Recording an album is one thing, and selling millions of copies like the Duran Duran albums of two decades ago is quite another. "Astronaut" has been a slow-burn in terms of sales, but the U.S. tour will undoubtedly give it a bump. Taylor said the band was not expecting any miracles on its current go-round, especially considering the state of the music industry now versus the early '80s when, as Taylor puts it, Duran Duran was "the favorite pet of the record company."

"Who knows what's going to be a hit?" Taylor asked rhetorically. "Nobody's got the answers. But we've had enough over the years that we can feel reasonably good about who we are as people. I'm not going to sweat it. At the same time, I'm prepared to put my best foot forward and go out on tour for six months in the hopes that at this time next year I've got a platinum album. But it's not just going to magic itself into being. We've got a lot of work to do."
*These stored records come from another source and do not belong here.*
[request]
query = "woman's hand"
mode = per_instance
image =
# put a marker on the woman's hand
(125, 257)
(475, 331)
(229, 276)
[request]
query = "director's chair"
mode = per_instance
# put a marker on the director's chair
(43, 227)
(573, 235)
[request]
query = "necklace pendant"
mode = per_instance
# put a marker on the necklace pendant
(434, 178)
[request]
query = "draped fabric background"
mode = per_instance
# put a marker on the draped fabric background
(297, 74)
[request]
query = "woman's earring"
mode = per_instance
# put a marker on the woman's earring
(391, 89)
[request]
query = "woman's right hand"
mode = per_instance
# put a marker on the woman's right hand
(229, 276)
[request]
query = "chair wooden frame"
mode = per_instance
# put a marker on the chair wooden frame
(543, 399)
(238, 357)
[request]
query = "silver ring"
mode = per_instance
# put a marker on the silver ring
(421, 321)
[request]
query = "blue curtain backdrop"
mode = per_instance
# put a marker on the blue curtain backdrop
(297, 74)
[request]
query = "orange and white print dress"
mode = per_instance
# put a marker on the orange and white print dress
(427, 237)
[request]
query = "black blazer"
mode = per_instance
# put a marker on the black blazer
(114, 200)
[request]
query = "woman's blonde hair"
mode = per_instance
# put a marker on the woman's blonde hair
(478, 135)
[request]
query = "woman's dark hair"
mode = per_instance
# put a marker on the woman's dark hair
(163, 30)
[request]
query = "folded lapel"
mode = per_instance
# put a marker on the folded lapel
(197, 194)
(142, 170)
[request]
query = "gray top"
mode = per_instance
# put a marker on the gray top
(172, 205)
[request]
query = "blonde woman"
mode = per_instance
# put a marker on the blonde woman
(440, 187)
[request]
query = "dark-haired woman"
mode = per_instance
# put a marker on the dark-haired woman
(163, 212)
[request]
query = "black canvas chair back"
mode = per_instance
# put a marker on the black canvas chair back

For now, that work is throwing down a live show that will remind people of the impressive catalog of hits Duran Duran created over the past 25 years, from the early tracks like "Planet Earth" and "Hungry Like the Wolf" to later hits like "Come Undone" or "Notorious." Mix those classic cuts with the new work from "Astronaut" and, Taylor said, you get a show that is vital in 2005, not just a greatest-hits showcase. But those hits will be there in abundance as well.

"You don't invite people into your house and then not feed them," Taylor said. "They're here for a reason. They're here because they love 'The Reflex' and they love 'Ordinary World' and they love 'Save a Prayer' and 'Girls on Film.' But they don't love them any more than I love them."

Five Duran Duran videos to remember:

Duran Duran is arguably the ultimate music-video band, treating the three-minute promo films as an opportunity to do something artistic, shooting videos in exotic locales or using cutting edge special effects when many acts simply filmed themselves performing onstage (think Van Halen's "Jump" video). Here are five Duran Duran vids worth revisiting, all of them available on a recent DVD release of the band's greatest video hits:

1. "Girls on Film," 1981. Sexy, violent and edited to be played on MTV, it might be the best video to ever combine flash photography, naughty nurses and sumo wrestling.

2. "Rio," 1982. Splashy bright colors, gorgeous beaches and beautiful models - the template for "Miami Vice" fashion and visual style.

3. "New Moon on Monday," 1983. An over-the-top mini-drama involving something about a revolution and French mimes that was 18 minutes before its MTV edit.

4. "Wild Boys," 1984. Singer LeBon almost drowned during the filming of this campy sci-fi monstrosity.

5. "A View to a Kill," 1985. The original lineup's final song before re-forming last year, the video for this James Bond theme was filmed at the Eiffel Tower and let the boys play spy for a few minutes.